Mas a turbulência recomeçou nos anos 1970,quando o crescimento lento e os altos preços da “estagflação” assim como uma crise global de energia fizeram o pêndulo oscilar na direção de mercados totalmente liberalizados – a mudança do mundo keynesiano para o mundo hayekiano, ajudada por Margaret Thatcher no Reino Unido e Ronald Reagan nos EUA.

Com o quê chegamos ao presente. A crise econômica de 2008, e a impossibilidade de a economia global recuperar-se plenamente dela, puseram fim ao projeto iniciado por Thatcher e Reagan.

Como no período posterior à 1ª Guerra Mundial, os trabalhadores começaram a pensar que a globalização os havia deixado para trás, e que os líderes, embora eleitos, favoreciam os financistas e as grandes empresas, à custa do trabalho. No caso do Brexit, a campanha “Sair” votou por mais autonomia nacional, apesar do claro custo material.

Uma versão norte-americana do Brexit talvez não esteja muito distante, se o próximo presidente dos EUA abandona o Acordo da Parceria Trans-Pacífico de Comércio e Investimento com 11 países da costa do Pacífico assinado em fevereiro desse ano. Num momento em que as negociações comerciais em plano global estão quase mortas, a parceria TPP (da sigla em inglês) deveria ser tomada como estratégia razoável para impulsionar o comércio multilateral. Apesar disso, os dois candidatos à presidência dos EUA dizem que se opõem a ele; e estão propondo o que seria um equivalente de um “EUA-exit” [orig. “Amexit“], com os EUA ‘retirando-se’ do sistema de comércio global.

Estamos em território intermediário, desconhecido. A insatisfação social e política seguirá crescendo em todo o mundo, até que voltemos a colocar a relação estado-mercado num ponto de equilíbrio saudável. Problema, aí, é que ninguém sabe como fazê-lo mais bem feito.

Alguns propõem rearmonizar os mercados internacionais com alguma autonomia nacional, como aconteceu em Bretton Woods. Mas a ordem econômica internacional do pós-guerra foi criada para a era de pré-globalização, e ninguém conseguirá meter o gênio outra vez dentro da garrafa. O Brexit marca o começo do fim da última era de globalização. Ninguém pode saber o que virá depois. Mas, sim, podemos ter certeza de que não será o porto derradeiro.*****



* Yoon Young- kwan foi ministro de Asuntos Exteriores de la República da Coreia (Coreia do Sul). É professor emérito de Relações Internacionais da Universidade Nacional de Seul.

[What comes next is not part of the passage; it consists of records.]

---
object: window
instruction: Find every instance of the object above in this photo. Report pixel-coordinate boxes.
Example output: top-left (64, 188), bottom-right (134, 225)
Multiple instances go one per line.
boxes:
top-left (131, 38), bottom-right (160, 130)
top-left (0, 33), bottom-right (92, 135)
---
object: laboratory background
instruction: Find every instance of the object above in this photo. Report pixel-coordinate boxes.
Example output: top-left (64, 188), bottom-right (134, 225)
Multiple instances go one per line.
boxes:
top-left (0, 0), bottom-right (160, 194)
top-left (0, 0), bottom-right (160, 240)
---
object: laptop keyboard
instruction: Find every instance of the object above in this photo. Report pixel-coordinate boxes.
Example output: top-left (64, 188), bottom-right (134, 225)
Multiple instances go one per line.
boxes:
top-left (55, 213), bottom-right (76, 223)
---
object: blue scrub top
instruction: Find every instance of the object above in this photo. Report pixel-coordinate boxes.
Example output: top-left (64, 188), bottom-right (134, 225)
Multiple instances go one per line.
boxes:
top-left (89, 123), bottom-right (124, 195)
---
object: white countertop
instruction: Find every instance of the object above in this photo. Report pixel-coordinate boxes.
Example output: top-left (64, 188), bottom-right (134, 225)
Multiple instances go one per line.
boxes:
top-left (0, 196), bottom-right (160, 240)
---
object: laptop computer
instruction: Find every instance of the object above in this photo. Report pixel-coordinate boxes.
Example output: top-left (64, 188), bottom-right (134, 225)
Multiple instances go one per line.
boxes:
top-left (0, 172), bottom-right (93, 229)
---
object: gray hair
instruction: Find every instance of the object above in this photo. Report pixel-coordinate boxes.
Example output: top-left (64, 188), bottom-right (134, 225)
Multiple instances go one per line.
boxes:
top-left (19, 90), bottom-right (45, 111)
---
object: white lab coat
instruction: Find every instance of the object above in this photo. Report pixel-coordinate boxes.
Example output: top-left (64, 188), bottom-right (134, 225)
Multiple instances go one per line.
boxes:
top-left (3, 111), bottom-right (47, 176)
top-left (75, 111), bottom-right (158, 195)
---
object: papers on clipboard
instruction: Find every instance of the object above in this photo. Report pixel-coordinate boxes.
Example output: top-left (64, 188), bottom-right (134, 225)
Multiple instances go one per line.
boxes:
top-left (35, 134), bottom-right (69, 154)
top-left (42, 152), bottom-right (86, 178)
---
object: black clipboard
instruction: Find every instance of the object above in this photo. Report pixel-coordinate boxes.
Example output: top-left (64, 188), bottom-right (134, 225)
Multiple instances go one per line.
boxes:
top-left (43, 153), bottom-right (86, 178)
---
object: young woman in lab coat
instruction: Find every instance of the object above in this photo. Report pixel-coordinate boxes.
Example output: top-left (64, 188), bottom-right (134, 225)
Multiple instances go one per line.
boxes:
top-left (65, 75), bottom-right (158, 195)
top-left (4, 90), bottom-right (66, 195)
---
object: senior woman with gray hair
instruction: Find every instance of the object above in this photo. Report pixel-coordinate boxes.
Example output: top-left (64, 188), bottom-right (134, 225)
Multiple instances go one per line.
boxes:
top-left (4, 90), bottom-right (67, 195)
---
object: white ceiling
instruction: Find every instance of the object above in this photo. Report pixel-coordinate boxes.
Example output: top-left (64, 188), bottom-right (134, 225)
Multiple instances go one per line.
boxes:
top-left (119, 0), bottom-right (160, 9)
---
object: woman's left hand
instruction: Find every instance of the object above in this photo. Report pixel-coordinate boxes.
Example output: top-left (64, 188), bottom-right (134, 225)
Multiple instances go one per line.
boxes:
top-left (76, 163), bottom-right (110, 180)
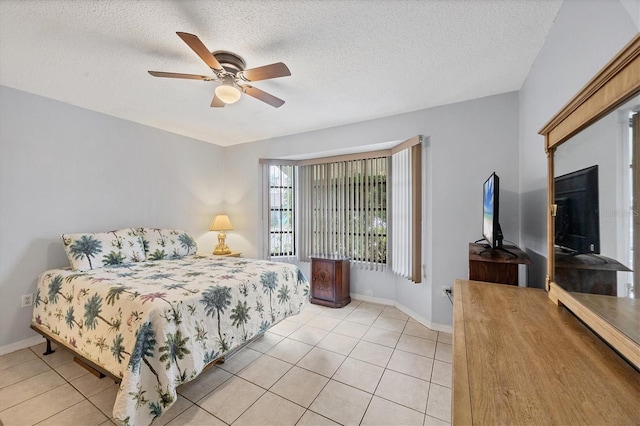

Fonte http://www.laondadigital.uy/archivos/14490


Entreouvido na Vila Vudu:

Valha o que valer, é reflexão muuuuuuuuuuuuuuuuuito mais estimulante que o besteirol ‘jornalístico’ de ‘colunistas’ e ‘especialistas’ da mídia-empresa brasileira mal informada, mal formada, preconceituosa e, em todos os casos, conservadora atrasista e/ou metida a ‘ética’ – e/ou do meirelles-serrismo  (Tesconjuro!). Sigue la lucha.